Using Multiparametric MRI with Optimized Synthetic Correlated Diffusion Imaging to Enhance Breast Cancer Pathologic Complete Response Prediction
Chi-en Amy Tai, Alexander Wong
TL;DR
This work targets noninvasive, MRI-based prediction of pathologic complete response (pCR) to guide neoadjuvant chemotherapy in breast cancer, addressing the subjectivity and uncertainty of manual assessments. It introduces an optimized synthetic correlated diffusion imaging signal ($CDI^{s}$) fused with diffusion-weighted imaging (DWI) within a multiparametric MRI framework, with Nelder-Mead optimization to maximize $AUC$ for tumor delineation and deep radiomic feature extraction via a MONAI-based 34-layer CNN. On the pre-treatment cohort from ACRIN 6698/I-SPY2, the approach achieves a LOOCV accuracy of $93.28\%$, surpassing the unoptimized CDI$_{s}$ by $5.53$ percentage points and delivering high sensitivity ($95.12\%$), specificity ($92.40\%$), and $F1$ ($90.17\%$).
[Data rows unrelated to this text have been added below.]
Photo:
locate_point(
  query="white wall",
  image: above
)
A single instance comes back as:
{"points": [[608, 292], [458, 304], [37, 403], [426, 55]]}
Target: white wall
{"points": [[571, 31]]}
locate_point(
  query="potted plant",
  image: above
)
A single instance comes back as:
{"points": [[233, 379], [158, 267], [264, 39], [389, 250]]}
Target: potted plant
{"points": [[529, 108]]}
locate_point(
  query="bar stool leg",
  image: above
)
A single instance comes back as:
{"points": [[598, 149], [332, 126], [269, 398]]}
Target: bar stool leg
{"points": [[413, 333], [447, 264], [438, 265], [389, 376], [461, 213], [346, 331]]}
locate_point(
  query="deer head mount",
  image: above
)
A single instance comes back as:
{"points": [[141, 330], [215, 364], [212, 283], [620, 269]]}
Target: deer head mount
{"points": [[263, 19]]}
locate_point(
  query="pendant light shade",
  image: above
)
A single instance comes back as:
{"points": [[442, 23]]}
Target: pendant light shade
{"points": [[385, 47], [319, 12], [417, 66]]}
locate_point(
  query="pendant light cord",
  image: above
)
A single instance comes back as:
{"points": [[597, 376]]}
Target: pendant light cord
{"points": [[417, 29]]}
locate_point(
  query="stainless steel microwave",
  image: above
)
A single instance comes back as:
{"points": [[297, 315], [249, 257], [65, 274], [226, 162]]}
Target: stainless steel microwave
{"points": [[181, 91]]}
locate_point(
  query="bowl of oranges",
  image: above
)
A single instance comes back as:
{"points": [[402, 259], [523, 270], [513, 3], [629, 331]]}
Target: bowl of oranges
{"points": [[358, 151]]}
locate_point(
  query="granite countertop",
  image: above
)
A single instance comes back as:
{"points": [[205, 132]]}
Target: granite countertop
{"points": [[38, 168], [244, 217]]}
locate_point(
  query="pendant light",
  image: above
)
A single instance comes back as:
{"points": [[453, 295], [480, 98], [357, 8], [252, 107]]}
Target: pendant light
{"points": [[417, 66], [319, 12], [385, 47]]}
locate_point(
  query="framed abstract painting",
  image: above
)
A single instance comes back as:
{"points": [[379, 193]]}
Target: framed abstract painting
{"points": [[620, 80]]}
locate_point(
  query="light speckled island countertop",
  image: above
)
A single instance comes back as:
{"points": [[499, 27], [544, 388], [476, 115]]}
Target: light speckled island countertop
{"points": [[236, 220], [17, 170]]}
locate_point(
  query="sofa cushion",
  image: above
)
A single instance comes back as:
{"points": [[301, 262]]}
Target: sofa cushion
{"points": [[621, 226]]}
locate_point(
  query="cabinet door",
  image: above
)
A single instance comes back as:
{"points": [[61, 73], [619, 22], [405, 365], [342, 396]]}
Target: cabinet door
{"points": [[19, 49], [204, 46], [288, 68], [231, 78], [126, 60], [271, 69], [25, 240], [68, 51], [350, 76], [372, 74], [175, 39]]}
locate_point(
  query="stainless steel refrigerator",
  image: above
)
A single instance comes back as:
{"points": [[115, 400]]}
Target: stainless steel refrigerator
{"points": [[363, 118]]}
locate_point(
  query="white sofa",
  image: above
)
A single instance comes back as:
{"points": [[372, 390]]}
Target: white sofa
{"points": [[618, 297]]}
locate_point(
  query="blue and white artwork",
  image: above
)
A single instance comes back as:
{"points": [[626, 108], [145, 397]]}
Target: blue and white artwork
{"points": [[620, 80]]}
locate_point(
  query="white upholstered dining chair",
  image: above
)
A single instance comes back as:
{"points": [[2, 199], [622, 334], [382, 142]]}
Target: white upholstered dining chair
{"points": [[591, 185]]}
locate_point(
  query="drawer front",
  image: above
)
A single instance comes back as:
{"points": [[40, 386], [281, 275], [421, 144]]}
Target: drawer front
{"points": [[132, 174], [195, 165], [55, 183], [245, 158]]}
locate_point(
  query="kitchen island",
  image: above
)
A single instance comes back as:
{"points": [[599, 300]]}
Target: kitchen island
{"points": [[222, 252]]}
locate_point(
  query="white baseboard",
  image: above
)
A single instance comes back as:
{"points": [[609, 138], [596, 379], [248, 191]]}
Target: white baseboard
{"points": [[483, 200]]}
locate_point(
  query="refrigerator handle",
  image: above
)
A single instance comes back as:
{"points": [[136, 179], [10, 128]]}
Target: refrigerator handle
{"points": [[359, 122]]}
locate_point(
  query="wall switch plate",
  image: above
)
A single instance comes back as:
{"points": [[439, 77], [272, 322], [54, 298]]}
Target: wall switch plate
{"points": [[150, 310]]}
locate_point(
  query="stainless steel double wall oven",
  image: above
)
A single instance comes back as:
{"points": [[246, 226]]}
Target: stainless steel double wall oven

This demonstrates the value of domain-specific CDI tuning to improve noninvasive pCR prediction using routinely acquired MRI, potentially enabling more accurate and less risky neoadjuvant therapy decisions.
Abstract
In 2020, 685,000 deaths across the world were attributed to breast cancer, underscoring the critical need for innovative and effective breast cancer treatment. Neoadjuvant chemotherapy has recently gained popularity as a promising treatment strategy for breast cancer, attributed to its efficacy in shrinking large tumors and leading to pathologic complete response. However, the current process to recommend neoadjuvant chemotherapy relies on the subjective evaluation of medical experts which contain inherent biases and significant uncertainty. A recent study, utilizing volumetric deep radiomic features extracted from synthetic correlated diffusion imaging (CDI$^s$), demonstrated significant potential in noninvasive breast cancer pathologic complete response prediction. Inspired by the positive outcomes of optimizing CDI$^s$ for prostate cancer delineation, this research investigates the application of optimized CDI$^s$ to enhance breast cancer pathologic complete response prediction. Using multiparametric MRI that fuses optimized CDI$^s$ with diffusion-weighted imaging (DWI), we obtain a leave-one-out cross-validation accuracy of 93.28%, over 5.5% higher than that previously reported.